We played a usually tension fraught Champions League Play Off last week but by 70 mins, were looking towards the Champions League. But we have no sea legs and our lead looked slender after the opening of the second half.   

 

Overall though we dominated a tough tie for the majority of the two games, scored eight goals and only looked ropey when we downed tools and the momentum switched but, importantly, was regained.

 

Since Rodgers arrived he has transformed the thinking of the club from one that hoped to qualify for the Champions League to one that expects too. Raised expectations built on solid foundations.

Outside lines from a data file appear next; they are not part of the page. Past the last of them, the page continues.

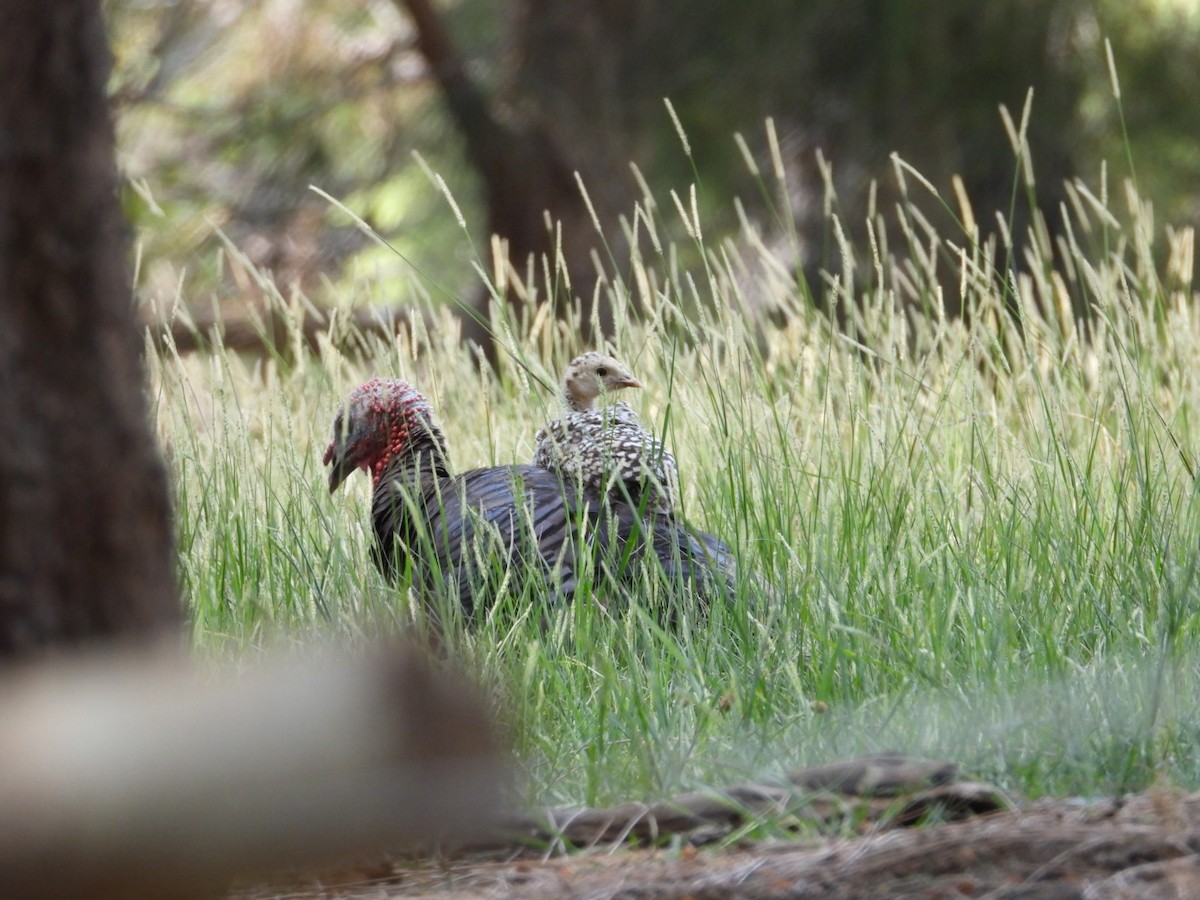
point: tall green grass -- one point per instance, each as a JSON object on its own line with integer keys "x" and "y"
{"x": 983, "y": 532}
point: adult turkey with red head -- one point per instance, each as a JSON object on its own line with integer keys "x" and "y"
{"x": 459, "y": 532}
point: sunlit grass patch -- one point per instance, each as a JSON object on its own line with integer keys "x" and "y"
{"x": 981, "y": 534}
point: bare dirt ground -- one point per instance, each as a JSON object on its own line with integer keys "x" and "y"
{"x": 981, "y": 846}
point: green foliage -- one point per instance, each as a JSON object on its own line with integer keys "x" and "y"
{"x": 983, "y": 532}
{"x": 228, "y": 112}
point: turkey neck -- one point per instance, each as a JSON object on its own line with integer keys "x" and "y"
{"x": 423, "y": 459}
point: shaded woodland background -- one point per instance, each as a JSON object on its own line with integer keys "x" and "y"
{"x": 229, "y": 109}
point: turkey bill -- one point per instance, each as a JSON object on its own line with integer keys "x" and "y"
{"x": 479, "y": 532}
{"x": 606, "y": 448}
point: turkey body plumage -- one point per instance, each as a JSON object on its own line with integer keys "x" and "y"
{"x": 471, "y": 534}
{"x": 605, "y": 447}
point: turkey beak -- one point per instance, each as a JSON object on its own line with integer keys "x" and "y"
{"x": 335, "y": 456}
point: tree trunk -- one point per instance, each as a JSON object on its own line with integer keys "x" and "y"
{"x": 528, "y": 162}
{"x": 85, "y": 537}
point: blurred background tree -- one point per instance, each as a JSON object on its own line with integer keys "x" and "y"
{"x": 231, "y": 108}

Printed in The Scotsman 23rd August 2017. This was re-written after the final whistle of the play off game after a phone call from the paper. i was on a treadmill at the time…..

the belfast child(s)

Football is littered with pantomime villains but it’s also full of those, who have an extended interest in the game, believing – in their own fickle minds – that players are actual villains. Villains who deserve to be abused for 90 minutes.

 

Last week, Kyle Lafferty took centre stage at Celtic Park last week, charging around failing to get sent off and he reacted to the crowd when being substituted. This week Neil Lennon spoke the unwritten truth then over celebrated a Hibs goal at Ibrox. Fans called for the death penalty for both men. The only thing in common is some fans abusing these players think Scotland 2017 is actually Belfast in the early eighties.  

 

We have been told to move on over the summer but the only thing that needs to move on in the game are these fans.

 

Printed in the Scotsman Fanzone Wednesday 16th August. i’m beginning to sound like pat nevin.